British test pilot (1899–1955)

Harry Methuen Schofield (November 1899 – December 1955) was a British test pilot who participated in the Schneider Trophy competition in 1927, and who won the King's Cup Air Race in 1934.

Harry Schofield was born in Battersea, and educated at secondary school there. In 1917, he started his career in the Royal Naval Air Service, that in April 1918 merged with the Royal Flying Corps to form the Royal Air Force. He served with distinction during World War I in Italy, Albania, Salonica (Thessaloniki), Mudros and Malta. Demobbed at the end of the war, Schofield spent four years building church organs before rejoining the RAF, in which he served as a flying instructor with No. 24 Squadron.

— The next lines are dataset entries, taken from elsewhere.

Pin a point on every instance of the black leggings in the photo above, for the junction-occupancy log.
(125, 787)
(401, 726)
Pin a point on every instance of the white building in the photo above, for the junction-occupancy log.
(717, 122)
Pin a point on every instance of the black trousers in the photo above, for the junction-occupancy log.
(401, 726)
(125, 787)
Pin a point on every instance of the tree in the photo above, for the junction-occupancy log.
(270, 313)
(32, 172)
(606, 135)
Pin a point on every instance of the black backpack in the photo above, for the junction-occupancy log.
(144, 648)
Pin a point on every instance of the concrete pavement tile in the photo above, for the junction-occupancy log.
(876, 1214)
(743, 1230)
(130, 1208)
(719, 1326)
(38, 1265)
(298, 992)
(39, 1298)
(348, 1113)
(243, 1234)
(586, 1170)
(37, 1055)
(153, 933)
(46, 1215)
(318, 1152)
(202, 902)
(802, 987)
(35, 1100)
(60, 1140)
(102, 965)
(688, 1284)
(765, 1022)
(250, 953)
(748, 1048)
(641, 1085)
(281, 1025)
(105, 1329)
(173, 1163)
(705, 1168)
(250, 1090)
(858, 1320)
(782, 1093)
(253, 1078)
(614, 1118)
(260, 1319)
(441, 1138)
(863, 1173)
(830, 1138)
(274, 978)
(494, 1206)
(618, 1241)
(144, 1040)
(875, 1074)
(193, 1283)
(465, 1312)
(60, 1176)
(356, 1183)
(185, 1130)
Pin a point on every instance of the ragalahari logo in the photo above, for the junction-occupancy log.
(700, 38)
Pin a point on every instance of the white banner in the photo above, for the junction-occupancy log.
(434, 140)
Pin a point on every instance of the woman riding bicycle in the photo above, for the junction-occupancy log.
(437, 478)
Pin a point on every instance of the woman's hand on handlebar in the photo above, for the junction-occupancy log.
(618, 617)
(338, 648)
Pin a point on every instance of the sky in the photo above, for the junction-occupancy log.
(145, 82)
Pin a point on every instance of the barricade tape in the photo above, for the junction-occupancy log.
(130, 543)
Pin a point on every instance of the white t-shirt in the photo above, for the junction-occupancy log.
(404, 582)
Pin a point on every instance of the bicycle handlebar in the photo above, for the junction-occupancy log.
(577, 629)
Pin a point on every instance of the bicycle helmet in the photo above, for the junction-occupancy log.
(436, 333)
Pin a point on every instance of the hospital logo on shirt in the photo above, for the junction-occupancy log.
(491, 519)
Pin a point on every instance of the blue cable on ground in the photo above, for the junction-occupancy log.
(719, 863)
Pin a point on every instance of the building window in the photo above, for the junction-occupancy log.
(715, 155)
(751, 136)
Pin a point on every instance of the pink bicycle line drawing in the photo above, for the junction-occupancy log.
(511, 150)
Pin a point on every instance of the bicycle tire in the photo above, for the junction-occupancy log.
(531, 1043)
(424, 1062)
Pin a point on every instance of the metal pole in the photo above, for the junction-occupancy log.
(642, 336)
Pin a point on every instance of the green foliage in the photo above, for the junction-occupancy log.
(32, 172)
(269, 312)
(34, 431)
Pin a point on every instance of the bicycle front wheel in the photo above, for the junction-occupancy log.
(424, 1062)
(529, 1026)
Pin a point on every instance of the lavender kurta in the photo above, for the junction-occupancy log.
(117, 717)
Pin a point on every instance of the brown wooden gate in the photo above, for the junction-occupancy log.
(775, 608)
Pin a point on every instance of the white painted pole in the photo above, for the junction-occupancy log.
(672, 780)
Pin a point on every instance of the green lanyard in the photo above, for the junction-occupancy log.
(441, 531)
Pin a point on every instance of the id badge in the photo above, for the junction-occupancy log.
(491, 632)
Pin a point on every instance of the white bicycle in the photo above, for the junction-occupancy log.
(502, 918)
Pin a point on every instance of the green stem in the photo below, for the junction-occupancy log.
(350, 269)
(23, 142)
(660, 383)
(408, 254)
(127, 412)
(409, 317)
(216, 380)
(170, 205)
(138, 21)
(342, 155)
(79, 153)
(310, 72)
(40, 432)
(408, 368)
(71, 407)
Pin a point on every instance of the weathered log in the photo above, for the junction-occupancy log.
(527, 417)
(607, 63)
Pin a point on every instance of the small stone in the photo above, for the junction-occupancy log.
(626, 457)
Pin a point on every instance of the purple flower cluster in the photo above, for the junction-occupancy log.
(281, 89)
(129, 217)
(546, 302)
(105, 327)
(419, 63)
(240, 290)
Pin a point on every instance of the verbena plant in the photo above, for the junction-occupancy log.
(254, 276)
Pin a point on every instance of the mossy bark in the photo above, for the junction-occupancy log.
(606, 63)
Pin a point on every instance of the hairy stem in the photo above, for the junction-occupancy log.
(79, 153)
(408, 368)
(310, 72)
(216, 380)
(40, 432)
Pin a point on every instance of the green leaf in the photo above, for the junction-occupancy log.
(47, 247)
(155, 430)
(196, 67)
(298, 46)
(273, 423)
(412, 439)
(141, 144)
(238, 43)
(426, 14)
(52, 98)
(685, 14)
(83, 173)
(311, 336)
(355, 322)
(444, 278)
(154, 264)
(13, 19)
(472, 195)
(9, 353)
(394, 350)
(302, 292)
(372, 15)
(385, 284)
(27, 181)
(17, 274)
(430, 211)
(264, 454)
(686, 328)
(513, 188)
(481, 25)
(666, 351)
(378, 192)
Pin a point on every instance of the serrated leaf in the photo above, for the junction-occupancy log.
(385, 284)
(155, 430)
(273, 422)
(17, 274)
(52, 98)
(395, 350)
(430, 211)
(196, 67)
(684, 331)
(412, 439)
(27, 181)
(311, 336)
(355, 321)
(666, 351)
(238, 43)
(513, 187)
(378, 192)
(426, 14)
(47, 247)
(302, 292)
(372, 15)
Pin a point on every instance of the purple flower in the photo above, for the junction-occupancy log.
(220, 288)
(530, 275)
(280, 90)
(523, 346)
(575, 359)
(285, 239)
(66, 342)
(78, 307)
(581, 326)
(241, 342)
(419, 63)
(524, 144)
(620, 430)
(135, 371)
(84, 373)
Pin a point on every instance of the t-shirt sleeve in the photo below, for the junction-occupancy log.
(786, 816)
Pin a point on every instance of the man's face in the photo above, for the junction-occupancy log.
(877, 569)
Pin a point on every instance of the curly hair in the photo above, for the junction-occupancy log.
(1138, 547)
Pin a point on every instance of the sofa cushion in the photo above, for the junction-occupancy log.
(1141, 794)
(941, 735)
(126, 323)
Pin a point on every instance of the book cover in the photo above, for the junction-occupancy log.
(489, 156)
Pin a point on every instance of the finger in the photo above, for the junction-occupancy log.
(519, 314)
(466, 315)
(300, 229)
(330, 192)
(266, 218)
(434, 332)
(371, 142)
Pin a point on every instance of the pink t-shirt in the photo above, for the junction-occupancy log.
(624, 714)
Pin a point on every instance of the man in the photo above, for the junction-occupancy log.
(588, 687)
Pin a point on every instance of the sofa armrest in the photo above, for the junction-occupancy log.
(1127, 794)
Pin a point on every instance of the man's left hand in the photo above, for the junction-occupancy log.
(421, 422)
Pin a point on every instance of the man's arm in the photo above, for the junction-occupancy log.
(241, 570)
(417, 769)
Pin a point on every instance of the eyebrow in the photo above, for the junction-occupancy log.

In 1927, he was one of five pilots chosen to represent the United Kingdom in the Schneider Trophy speed competition for seaplanes, held that year at Venice, Italy. On 11 September 1927, he crashed in the practice aircraft, Short Crusader (N226). The primary cause was later determined to be crossed aileron controls during its reassembly at Venice. On 1 November 1929, he was promoted from Flying Officer to Flight Lieutenant. After leaving the RAF, he continued as an RAF Reserve pilot (at least until 1937), and continued to be referred to in public as Flt Lt H.M. Schofield.)

He served as chief pilot with General Aircraft Ltd, that had been formed in 1931 to produce the aircraft designed by Helmut J Stieger, head of the associated firm Mono-Spar Company Ltd. In May 1932, at Croydon Aerodrome, Schofield piloted the maiden flight of the prototype (G-ABUZ) of the Monospar ST-4, the company's first aircraft designed for production and sale. In March 1934, he was appointed Director and General Manager of General Aircraft Ltd.

On 14 July 1934, he won the King's Cup Race at Hatfield Aerodrome in a GAL Monospar ST-10 (G-ACTS). In October 1934, he was appointed Director and General Manager of a new company, General Aircraft Limited (GAL), that combined the functions of the two earlier companies. On 16 Nov 1935, he piloted the maiden flight of the GAL Monospar ST-18 at Hanworth Aerodrome.

Schofield published two books, one co-written with Biggles author W.E. Johns, finally giving up flying as a result of several serious head injuries sustained throughout his flying career. Married with four children, Schofield turned to farming during World War II, before suffering a massive stroke from which he never fully recovered. He was cremated at Putney Vale Crematorium.